Romeuf, qui avait encore un reste de pudeur, qui le faisait rougir du rôle qu'il jouait en ce moment, gardait le silence; mais Baillon, qui n'avait en vue que la récompense qu'il espérait obtenir pour prix de sa mission, ne cherchait qu'à tromper le Roi: «Prenez bien garde, lui disait-il, d'exciter l'inquiétude par un trop long séjour dans cette ville.» Et sur ce que le Roi lui objectait que les enfants ayant besoin de repos, il y resterait quelque temps, il répondit d'un ton hypocrite: «Quoique Votre Majesté ne me rende pas la justice de croire que je n'ai accepté la mission dont je suis chargé que dans l'espoir de lui être utile, je vais faire mon possible pour engager cette multitude à respecter le sommeil de Mgr le Dauphin et de Madame.» Et il l'excitait, au contraire, à presser le départ du Roi, en lui communiquant sa crainte excessive du danger qu'elle pouvait courir, si M. de Bouillé parvenait à enlever le Roi.

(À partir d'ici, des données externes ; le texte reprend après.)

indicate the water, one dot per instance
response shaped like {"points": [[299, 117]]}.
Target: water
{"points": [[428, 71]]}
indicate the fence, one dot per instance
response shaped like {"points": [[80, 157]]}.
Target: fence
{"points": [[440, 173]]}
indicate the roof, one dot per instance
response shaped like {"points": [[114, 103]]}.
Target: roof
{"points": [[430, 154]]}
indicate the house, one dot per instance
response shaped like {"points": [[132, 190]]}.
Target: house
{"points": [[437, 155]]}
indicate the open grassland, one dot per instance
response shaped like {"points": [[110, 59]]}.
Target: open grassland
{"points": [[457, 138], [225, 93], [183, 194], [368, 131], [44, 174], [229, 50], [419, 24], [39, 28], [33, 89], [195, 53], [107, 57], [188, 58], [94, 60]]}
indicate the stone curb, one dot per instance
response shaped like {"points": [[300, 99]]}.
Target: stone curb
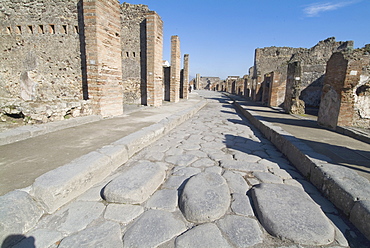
{"points": [[55, 188], [343, 187], [25, 132]]}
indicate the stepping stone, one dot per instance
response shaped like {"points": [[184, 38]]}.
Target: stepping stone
{"points": [[181, 160], [289, 213], [73, 217], [206, 235], [165, 199], [122, 213], [152, 229], [266, 177], [242, 166], [236, 182], [107, 234], [136, 184], [205, 198], [241, 205], [241, 231], [18, 214]]}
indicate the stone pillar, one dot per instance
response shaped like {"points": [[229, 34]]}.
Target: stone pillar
{"points": [[175, 69], [185, 85], [154, 54], [103, 56], [197, 81]]}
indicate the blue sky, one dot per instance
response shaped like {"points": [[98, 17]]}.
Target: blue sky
{"points": [[221, 36]]}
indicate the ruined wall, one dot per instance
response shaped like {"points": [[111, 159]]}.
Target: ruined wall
{"points": [[267, 60], [310, 65], [40, 68], [154, 55], [133, 42], [207, 82], [345, 100]]}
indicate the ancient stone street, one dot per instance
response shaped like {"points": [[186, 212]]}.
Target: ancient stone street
{"points": [[213, 181]]}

La nuit se passa bien tristement, le Roi n'osant prendre le parti d'employer la force pour sortir de sa cruelle situation, et les officiers, qui lui auraient obéi au péril de leur vie, ne croyant pas pouvoir prendre de parti décisif sans son autorisation. Il eût peut-être réussi dans le moment de l'arrestation, mais chaque instant y apportait de nouvelles difficultés; l'effervescence augmentait à mesure que grossissait cette multitude, à qui l'on débitait les nouvelles les plus invraisemblables pour exciter sa terreur et sa fureur.
On ne cessait de presser le Roi de partir; les chevaux étaient mis à la voiture; les clameurs redoublaient et étaient excitées par la peur que l'on avait de l'arrivée de M. de Bouillé. La Reine avait beau montrer ses enfants endormis et représenter le besoin qu'ils avaient d'un peu de repos, on ne voulait écouter aucune raison, et l'on entendait, de la chambre où était la famille royale, cette affreuse populace demander à grands cris son départ.

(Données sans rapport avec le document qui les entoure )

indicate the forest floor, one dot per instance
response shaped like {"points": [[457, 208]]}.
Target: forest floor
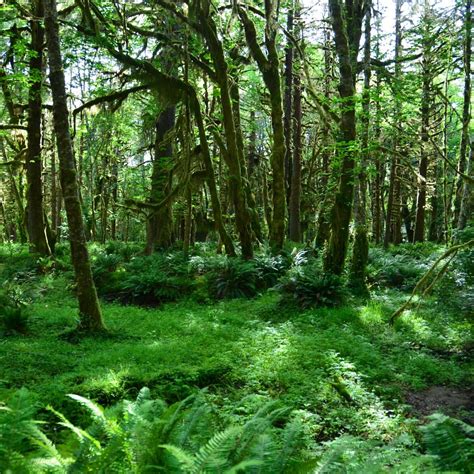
{"points": [[346, 366]]}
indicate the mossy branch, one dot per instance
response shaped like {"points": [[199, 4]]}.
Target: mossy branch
{"points": [[424, 285]]}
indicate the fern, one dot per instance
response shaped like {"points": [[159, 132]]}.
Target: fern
{"points": [[451, 442]]}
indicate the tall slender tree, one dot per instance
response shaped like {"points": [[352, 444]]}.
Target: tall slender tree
{"points": [[89, 309], [347, 26]]}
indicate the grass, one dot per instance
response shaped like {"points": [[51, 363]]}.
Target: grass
{"points": [[346, 367]]}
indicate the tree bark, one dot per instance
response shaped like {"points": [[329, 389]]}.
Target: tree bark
{"points": [[360, 251], [89, 309], [34, 195], [269, 66], [347, 31], [294, 210], [160, 223], [393, 216], [464, 199]]}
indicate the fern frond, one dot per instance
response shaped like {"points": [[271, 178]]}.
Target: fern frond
{"points": [[451, 441], [291, 441], [185, 460], [215, 453], [79, 432]]}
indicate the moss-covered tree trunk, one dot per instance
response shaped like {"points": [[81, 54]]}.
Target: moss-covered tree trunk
{"points": [[393, 220], [34, 193], [347, 27], [269, 66], [206, 26], [360, 250], [89, 309], [463, 204], [160, 223], [294, 208]]}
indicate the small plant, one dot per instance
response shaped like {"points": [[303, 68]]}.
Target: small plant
{"points": [[308, 286], [233, 279], [156, 279], [451, 442], [269, 270], [13, 309]]}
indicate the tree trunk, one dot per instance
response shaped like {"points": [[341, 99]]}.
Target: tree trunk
{"points": [[347, 31], [160, 223], [34, 196], [360, 253], [393, 216], [288, 103], [269, 66], [89, 309], [237, 190], [464, 188], [295, 189]]}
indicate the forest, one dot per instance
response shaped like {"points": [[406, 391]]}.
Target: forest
{"points": [[236, 236]]}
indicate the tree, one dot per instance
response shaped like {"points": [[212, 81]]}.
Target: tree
{"points": [[347, 26], [34, 197], [89, 310]]}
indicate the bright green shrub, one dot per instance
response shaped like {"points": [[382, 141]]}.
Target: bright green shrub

Après huit mortelles heures d'attente à Varennes, M. de Bouillé n'arrivait pas, et nous n'en avions aucune nouvelle. Le Roi, ne voyant aucune possibilité de se tirer des mains de cette multitude, qui grossissait à vue d'œil, ne crut pas pouvoir différer plus longtemps son départ, et se détermina à retourner à Paris. Avant de partir, il embrassa les officiers qui ne l'avaient pas quitté et les recommanda aux autorités de Varennes; mais à peine étions-nous montés en voiture, que nous entendîmes crier: «Arrête Choiseul!» On se saisit de sa personne, ainsi que de celles de MM. de Damas, de Florac, capitaine de son régiment, et de Remi, quartier-maître, et on les mena à Verdun, où ils furent mis en prison.

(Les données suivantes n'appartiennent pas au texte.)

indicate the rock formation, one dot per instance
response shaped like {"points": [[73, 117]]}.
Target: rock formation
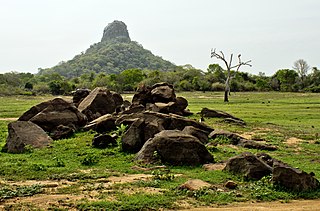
{"points": [[117, 30]]}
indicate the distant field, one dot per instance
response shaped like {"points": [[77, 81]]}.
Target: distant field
{"points": [[290, 121]]}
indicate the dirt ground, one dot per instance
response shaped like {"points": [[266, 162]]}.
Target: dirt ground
{"points": [[51, 197], [298, 205]]}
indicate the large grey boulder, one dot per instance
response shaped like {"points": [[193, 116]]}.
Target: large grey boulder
{"points": [[176, 148], [248, 165], [167, 121], [133, 139], [103, 124], [25, 133], [49, 115], [79, 95], [99, 102], [162, 92]]}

La voiture de Sa Majesté était escortée des membres de tous les clubs environnants, des gardes nationales, de cinquante sapeurs et de cent cinquante dragons de ce même régiment de Monsieur, qui avait refusé d'obéir à son colonel, lesquels manifestaient leur patriotisme par les cris de: «Vive la nation et l'Assemblée nationale!» Ces cris, répétés par toute cette multitude, ne cessèrent que par la rapidité avec laquelle on fit aller la voiture, pour s'éloigner le plus promptement possible des troupes que l'on supposait devoir bientôt arriver dans cette malheureuse ville de Varennes.
M. de Bouillé arriva sur les hauteurs de cette ville au moment où Sa Majesté venait de la quitter; et il eut la douleur de voir cheminer sa voiture entourée de son affreuse escorte. La mauvaise disposition du pays et des troupes, jointe à la fureur des meneurs de cette populace, lui fit craindre pour les jours du Roi et de la famille royale s'il tentait un effort pour la délivrer. Il se retira pénétré de douleur, et quitta sur-le-champ la France, ne pouvant mettre en doute le sort qui l'attendait.
On ne peut se faire d'idée des souffrances de la famille royale dans cet infortuné voyage: souffrances physiques et morales, rien ne lui fut épargné. Dans les endroits où l'on était forcé d'aller doucement, les cris de: «Vive la nation et l'Assemblée nationale!» retentissaient à ses oreilles, et redoublaient à chaque village que l'on trouvait. Les maires des villes, en lui présentant les clefs, se permettaient de lui faire les plus vifs reproches sur son départ de Paris, et la manière dont ils lui rendaient cet hommage était une nouvelle insulte.
Lorsque le Roi passa sur une chaussée entre Clermont et Sainte-Menehould, nous entendîmes tirer des coups de fusil, et nous vîmes courir dans la prairie une foule de gardes nationaux. Le Roi demanda ce qui se passait. «Rien, lui répondit-on; c'est un fou que l'on tue.» Et nous sûmes, peu après, que c'était M. de Dampierre, gentilhomme de Clermont et frère de l'évêque actuel de Clermont, que son empressement à chercher à approcher de la voiture de Sa Majesté avait rendu suspect à la garde nationale. Le Roi et la famille royale éprouvèrent un saisissement facile à concevoir, et leur douleur augmenta à la pensée des dangers que pouvaient courir ceux dont on connaissait l'attachement à la personne du Roi et de son auguste famille[22].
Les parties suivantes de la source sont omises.